Do you know what I mean? Outside number 10.
Yeah, little zip-up tops.
Zip-up tops and, you know, some of the jumpers for golf balls and all that kind of stuff.
Do you think it's, I mean, Vance, one of the things Vance said about culture that I thought was really interesting, he said, I mean, you can find this quote, but I haven't got it at hand. Yeah. He didn't think anyone really liked opera or classical music. He said people liked it or affected to like it because it gave them social standing and was a way of access to the higher echelons of society.
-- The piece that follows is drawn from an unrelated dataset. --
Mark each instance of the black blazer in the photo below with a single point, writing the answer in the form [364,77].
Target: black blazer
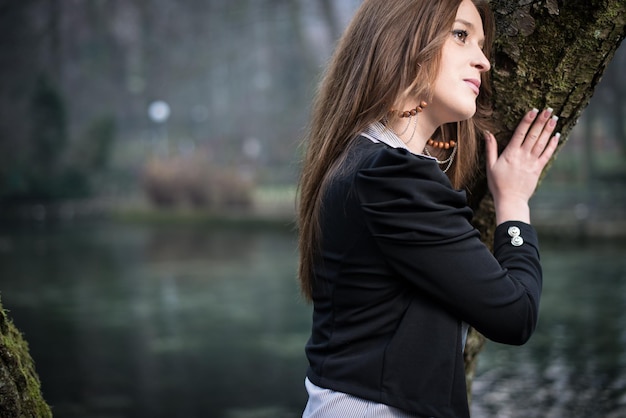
[400,267]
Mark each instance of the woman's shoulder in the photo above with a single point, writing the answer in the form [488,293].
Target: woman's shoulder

So he was kind of against the Kennedy Center and things like that. Do you think that on some level, putting cage fighting on the White House lawn is a deliberate attempt to do... Something that the right-thinking folk would think is tasteless and crass is a deliberate way of writing.
I think a lot of that is a sort of an enjoyment, a glee in upsetting the people that they don't like. It's their version of, I'm being very general here, but I think this is true, it's their version of comedy in that they're very suspicious about comedy because comedy is about targeting people and making fun of them.
Well, and ideas and understanding.
Yeah. Yeah, yeah, yeah. Whereas annoying people provocatively and deliberately with glee is their version of it, I think. It's their form of entertainment. So, yeah, Trump's form of entertainment is not actually the cage fighting. It's the fact that the cage fighting is happening. Right, yeah. Outside the White House. Yeah. That's what he loves. Which has all been knocked down and bashed about.
Yeah, yeah. I mean, he doesn't care about what the cage fighting... I mean, I don't know what the rules of cage fighting are.